Dixon described a strip of shops, a Mobil service station on one corner, a VideoEzy opposite, enough for Challis to locate it using a telephone directory.

With Dixon out of the interview room, he dialled the number.

‘Yeah,’ scratched a voice in his ear. ‘I remember. Officious little prick-no offence.’

‘Do you have security cameras?’

‘Mate, this isn’t exactly the Bank of England.’

‘Was any other clothing stolen that day?’

‘That’s the whole point: none was stolen, then or any other day. The moron used hot water and a hot dryer setting and his lovely new uniform shrank. Tried to blame it on me.’

Challis called Dixon back and said, before the trainee had time to sit, ‘You made a false theft report.’

Dixon’s colour drained away; perspiration beaded and ran. ‘No way.’

There were times, like now, when Challis questioned the training academy’s selection procedures. He’d discerned a kind of cravenness in Dixon at the start of the interview; now the trainee contrived to look wounded, distantly accusing and aggrieved, working innocence onto his soft face and puzzlement into his tangled eyebrows.

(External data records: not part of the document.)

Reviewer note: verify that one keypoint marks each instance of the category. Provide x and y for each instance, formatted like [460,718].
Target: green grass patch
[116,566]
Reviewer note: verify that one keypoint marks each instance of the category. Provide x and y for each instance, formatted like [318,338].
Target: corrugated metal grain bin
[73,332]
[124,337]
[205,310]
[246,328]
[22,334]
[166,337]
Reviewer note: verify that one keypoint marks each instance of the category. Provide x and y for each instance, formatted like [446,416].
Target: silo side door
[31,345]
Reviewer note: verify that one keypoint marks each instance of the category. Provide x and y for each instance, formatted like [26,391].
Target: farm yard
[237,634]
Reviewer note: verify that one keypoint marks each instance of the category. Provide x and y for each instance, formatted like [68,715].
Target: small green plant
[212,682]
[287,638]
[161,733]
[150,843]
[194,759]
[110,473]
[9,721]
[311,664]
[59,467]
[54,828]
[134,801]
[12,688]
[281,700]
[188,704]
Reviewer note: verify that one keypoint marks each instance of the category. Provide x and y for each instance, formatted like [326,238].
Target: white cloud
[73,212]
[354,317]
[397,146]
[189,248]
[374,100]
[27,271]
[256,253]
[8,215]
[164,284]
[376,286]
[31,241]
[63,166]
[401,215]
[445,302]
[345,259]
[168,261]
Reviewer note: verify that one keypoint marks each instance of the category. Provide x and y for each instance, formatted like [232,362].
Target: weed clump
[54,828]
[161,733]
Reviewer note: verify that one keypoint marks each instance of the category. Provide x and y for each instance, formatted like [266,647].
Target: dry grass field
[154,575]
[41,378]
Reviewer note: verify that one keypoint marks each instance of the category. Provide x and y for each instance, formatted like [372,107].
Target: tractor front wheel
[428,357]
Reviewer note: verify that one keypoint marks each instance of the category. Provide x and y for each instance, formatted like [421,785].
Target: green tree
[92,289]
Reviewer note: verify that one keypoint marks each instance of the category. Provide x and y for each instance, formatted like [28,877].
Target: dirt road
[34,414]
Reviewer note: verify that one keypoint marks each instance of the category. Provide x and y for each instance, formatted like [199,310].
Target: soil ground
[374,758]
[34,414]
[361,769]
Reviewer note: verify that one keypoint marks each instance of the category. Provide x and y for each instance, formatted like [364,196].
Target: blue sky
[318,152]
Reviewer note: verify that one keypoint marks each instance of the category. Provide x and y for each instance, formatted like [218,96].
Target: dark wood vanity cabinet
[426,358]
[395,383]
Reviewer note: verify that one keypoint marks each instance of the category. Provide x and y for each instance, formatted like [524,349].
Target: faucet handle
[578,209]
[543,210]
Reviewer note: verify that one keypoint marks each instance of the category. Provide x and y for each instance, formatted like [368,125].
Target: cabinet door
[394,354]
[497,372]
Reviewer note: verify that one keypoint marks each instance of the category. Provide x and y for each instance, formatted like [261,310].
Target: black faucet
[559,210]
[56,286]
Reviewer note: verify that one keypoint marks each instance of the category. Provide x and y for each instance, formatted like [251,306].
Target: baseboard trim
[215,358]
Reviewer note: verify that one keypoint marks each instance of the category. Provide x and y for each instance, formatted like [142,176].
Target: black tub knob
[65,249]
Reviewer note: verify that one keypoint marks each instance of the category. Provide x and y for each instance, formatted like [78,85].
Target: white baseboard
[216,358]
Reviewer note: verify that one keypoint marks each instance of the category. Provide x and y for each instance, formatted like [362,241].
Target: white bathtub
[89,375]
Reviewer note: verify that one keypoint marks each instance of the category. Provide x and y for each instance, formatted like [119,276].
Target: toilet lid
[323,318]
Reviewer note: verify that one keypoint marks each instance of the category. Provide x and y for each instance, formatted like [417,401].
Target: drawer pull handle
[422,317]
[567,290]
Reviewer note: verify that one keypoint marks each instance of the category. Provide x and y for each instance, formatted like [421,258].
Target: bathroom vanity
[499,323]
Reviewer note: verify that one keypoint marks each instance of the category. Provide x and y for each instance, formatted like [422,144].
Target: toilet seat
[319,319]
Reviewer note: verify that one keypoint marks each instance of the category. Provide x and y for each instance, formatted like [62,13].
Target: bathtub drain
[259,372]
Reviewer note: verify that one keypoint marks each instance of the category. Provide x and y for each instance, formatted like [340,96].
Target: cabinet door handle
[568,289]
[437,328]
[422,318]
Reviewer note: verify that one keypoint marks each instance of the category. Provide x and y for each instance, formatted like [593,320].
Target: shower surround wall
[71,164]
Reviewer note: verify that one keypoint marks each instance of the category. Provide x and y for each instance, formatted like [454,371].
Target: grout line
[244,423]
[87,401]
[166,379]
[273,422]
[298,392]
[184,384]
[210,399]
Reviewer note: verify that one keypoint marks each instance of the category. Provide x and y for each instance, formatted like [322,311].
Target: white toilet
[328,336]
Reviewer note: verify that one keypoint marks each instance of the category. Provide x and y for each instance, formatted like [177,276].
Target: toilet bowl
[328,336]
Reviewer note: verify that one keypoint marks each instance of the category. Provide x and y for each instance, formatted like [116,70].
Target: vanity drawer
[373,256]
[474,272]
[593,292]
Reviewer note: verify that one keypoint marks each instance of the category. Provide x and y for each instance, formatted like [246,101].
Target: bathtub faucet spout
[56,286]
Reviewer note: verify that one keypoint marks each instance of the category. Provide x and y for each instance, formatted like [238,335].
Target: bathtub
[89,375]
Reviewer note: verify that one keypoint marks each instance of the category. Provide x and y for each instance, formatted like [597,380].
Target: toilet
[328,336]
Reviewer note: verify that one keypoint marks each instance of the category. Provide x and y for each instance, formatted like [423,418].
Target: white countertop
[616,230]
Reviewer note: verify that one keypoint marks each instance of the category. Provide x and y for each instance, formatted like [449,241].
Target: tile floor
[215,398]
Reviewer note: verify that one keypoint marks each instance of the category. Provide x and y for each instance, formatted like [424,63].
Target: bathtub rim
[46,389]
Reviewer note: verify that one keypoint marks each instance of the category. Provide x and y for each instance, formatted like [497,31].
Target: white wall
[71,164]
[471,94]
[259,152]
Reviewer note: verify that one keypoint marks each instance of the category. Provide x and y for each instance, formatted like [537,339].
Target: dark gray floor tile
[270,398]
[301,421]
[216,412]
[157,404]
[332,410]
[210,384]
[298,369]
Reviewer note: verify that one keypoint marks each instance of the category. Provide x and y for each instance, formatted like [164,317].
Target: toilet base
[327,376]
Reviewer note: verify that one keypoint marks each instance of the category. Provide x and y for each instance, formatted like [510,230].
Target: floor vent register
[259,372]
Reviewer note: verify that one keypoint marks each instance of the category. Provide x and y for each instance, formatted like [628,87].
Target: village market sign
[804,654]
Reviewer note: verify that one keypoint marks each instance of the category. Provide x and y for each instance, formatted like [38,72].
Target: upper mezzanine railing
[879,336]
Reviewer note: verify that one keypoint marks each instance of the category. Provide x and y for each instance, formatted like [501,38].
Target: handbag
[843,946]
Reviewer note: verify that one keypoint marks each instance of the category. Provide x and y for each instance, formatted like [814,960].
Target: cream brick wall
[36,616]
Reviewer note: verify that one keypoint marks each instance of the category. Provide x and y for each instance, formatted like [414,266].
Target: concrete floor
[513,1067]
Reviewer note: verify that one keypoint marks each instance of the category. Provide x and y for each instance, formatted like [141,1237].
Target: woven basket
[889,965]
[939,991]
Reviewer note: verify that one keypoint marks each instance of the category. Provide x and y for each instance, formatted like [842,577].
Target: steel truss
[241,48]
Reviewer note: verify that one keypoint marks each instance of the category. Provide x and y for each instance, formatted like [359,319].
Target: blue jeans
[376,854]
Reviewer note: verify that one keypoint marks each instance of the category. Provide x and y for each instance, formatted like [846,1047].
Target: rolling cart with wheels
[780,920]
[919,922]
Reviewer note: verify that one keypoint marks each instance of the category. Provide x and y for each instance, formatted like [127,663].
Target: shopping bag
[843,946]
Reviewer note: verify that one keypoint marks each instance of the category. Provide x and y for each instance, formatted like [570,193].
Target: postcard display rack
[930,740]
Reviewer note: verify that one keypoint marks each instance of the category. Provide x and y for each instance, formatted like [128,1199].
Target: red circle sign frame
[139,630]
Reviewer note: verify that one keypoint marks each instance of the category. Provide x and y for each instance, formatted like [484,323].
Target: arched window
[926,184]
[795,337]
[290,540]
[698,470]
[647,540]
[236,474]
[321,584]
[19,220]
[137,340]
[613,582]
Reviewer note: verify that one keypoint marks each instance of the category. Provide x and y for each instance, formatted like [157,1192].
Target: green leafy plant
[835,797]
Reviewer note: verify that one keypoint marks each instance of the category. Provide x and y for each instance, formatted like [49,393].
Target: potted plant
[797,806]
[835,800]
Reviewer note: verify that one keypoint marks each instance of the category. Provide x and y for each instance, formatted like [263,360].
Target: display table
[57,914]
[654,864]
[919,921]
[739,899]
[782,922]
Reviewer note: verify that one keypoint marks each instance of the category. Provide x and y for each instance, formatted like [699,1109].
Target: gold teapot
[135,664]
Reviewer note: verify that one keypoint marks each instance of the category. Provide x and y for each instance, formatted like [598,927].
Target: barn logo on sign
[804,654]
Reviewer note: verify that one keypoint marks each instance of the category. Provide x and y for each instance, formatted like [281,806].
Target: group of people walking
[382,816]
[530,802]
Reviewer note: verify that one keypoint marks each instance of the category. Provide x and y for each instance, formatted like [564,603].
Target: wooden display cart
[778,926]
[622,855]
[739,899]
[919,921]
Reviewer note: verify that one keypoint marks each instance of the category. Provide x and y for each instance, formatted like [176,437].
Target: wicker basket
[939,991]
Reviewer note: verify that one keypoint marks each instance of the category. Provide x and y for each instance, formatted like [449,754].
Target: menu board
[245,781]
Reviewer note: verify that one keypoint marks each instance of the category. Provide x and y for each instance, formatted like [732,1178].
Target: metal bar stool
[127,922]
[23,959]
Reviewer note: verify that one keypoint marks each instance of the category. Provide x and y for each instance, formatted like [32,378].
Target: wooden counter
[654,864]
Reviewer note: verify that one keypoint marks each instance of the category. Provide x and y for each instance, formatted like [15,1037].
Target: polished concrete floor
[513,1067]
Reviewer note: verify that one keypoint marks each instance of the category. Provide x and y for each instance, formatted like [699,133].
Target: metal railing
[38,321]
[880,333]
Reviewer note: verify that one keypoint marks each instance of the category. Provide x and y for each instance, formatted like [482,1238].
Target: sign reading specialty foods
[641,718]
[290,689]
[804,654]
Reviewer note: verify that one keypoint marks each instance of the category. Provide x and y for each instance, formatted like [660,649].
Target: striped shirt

This enraged Challis. ‘You fucked up. You ruined your uniform because you’re ignorant, and rather than fork out for a new one you tried blaming another person and made a false report. Were you hoping you’d be issued another uniform, free of charge?’

‘You’re so wrong about this.’

‘You’re so wrong about this, sir,’ barked Challis.

Dixon’s eyes scouted for a way out. ‘Will this go on my record?’